Vedanta Stock Faces Supply Pressure as Promoter Twin Star Targets Massive Block Deal Sale

Vedanta Stock Faces Supply Pressure as Promoter Twin Star Targets Massive Block Deal Sale

Vedanta Stock Faces Supply Pressure as Promoter Twin Star Targets Massive Block Deal Sale​

Vedanta Ltd shares are set to be under intense scrutiny on Tuesday following reports that its largest promoter entity, Twin Star Holdings, may initiate a substantial stake sale through block deals. The proposed transaction involves the potential divestment of up to 1.7 percent equity in the company, amounting to approximately Rs 1,890 crore.

The reported deal size suggests the sale of up to 6.5 crore shares of Vedanta at a floor price set at Rs 291 per share. This floor price is notably discounted by about 4.9 percent from Monday’s closing valuation of Rs 305.85.

Details of the Proposed Stake Sale​

Twin Star Holdings currently holds a significant position, representing 40.02 percent of Vedanta's stock as of March 31, 2026. With the proposed divestment, Twin Star’s stake is expected to decline by around 1.7 percentage points.
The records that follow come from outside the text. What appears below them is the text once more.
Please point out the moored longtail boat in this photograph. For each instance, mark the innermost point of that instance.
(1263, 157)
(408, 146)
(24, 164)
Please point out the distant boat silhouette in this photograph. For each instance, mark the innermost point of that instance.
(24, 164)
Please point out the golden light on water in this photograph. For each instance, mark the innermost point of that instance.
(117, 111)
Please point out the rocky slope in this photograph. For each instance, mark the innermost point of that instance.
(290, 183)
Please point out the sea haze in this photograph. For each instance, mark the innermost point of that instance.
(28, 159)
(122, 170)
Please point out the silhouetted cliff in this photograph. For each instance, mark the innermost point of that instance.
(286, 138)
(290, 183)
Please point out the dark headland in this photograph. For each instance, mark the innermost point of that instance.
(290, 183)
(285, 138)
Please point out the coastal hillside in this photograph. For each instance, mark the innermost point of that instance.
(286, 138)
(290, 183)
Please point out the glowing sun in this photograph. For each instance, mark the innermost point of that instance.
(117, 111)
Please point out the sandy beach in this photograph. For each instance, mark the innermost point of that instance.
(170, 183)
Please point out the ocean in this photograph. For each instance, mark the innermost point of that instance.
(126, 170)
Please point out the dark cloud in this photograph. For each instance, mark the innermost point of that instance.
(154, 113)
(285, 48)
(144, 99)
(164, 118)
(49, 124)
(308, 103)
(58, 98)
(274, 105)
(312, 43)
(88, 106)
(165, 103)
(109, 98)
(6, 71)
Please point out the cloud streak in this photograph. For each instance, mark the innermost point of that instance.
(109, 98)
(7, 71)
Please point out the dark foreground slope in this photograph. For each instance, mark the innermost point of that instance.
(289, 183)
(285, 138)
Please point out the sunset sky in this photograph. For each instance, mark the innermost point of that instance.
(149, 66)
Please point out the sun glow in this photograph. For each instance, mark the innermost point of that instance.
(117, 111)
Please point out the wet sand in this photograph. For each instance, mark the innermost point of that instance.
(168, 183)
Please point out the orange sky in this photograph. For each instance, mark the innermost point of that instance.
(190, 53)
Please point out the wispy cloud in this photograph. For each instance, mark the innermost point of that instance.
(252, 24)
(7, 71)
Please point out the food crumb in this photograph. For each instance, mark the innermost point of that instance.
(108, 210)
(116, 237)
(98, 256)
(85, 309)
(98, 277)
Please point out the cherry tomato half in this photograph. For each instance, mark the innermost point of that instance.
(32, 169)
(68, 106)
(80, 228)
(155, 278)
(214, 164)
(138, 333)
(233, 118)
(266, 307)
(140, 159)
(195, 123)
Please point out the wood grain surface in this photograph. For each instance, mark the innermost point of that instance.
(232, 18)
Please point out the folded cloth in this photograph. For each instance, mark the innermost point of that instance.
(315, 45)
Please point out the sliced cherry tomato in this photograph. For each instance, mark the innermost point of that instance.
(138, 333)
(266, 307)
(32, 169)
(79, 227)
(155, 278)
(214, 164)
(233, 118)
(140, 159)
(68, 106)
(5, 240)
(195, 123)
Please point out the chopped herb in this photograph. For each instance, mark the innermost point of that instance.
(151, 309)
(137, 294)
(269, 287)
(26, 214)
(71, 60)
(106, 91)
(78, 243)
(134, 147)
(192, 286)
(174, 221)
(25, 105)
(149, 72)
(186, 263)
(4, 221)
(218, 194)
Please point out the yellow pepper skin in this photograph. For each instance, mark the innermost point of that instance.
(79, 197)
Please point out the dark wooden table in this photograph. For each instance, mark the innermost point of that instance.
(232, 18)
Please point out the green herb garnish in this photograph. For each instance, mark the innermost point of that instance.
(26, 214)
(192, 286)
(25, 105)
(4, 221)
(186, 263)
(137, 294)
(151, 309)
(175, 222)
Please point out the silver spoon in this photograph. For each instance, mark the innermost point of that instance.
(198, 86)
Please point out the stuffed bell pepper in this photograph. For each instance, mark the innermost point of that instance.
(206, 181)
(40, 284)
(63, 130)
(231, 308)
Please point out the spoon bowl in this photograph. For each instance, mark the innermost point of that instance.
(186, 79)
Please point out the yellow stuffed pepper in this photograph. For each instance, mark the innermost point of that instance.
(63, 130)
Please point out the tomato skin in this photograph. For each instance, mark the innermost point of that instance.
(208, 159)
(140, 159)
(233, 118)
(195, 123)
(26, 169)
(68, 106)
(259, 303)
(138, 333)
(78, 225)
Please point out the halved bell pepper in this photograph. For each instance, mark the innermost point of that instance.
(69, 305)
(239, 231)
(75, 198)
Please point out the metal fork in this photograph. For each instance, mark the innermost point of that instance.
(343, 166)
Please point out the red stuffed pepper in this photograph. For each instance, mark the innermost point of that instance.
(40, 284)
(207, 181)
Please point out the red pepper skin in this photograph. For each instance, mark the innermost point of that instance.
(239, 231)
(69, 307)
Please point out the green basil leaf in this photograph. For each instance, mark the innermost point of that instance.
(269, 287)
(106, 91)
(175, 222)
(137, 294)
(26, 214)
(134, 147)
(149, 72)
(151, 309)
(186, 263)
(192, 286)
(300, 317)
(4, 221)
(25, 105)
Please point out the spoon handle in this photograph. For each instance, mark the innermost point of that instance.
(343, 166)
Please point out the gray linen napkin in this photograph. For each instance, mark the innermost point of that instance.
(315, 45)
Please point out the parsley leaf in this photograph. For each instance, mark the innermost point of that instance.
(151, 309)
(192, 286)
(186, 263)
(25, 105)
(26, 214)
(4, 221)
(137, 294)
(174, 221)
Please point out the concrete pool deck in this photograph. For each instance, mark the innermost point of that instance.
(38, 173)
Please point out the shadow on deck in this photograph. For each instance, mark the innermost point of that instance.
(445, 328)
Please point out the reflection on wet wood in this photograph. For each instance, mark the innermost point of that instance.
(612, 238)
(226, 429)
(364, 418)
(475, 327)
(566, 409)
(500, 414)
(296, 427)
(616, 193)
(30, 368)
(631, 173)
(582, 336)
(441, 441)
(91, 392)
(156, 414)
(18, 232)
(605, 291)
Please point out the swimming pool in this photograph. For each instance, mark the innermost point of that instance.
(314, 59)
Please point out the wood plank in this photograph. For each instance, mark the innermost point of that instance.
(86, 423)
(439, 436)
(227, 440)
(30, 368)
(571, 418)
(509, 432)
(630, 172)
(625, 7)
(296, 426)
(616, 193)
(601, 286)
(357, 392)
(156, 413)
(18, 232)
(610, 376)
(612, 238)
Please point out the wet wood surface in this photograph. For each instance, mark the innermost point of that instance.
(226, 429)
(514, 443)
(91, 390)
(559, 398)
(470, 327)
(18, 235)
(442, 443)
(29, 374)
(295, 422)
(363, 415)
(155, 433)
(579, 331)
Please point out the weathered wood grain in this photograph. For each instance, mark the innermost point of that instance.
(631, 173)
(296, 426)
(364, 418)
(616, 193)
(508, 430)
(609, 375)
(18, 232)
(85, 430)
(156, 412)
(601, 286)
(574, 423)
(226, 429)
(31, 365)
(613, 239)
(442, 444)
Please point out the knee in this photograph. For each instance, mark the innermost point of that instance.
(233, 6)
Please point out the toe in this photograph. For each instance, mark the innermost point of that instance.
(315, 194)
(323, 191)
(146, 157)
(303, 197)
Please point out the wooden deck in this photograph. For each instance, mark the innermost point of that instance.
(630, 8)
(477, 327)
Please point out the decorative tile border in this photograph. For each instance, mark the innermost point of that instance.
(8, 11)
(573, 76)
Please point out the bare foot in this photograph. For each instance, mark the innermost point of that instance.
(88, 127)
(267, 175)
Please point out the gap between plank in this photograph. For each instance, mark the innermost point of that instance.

Despite this reduction, market data confirms that the promoter group will maintain a clear majority holding in the company following the transaction. This move brings focus onto the dual nature of such large-scale promoter stake sales in the market.

Vedanta Stock Performance Post Demerger​

Vedanta has shown strong upward momentum since turning ex-demerger on April 30. The stock, which closed at Rs 271.55 on the demerger date, has appreciated significantly, gaining about 12.6 percent to reach Monday’s closing level of Rs 305.85.

The company’s market capitalization currently stands at approximately Rs 1.14 lakh crore based on its Monday close. This performance reflects a positive reception from investors following the completion of the landmark demerger exercise.

Implications and Market Outlook for Vedanta​

The successful demerger aimed to unlock value by carving out separate listings for Vedanta’s aluminium, oil and gas, power, and iron and steel businesses. The restructuring successfully created focused sector-specific companies with independent management teams.

Market participants will closely monitor the demand generated for this block deal once trading commences on Tuesday. Large stake sales by promoters are typically assessed through two lenses: increased free float and potential near-term supply pressure.

Earlier this month, the combined market capitalization of Vedanta and its four demerged entities surpassed the group’s pre-demerger valuation. This indicated that investors had reacted positively to the strategic restructuring undertaken by the company.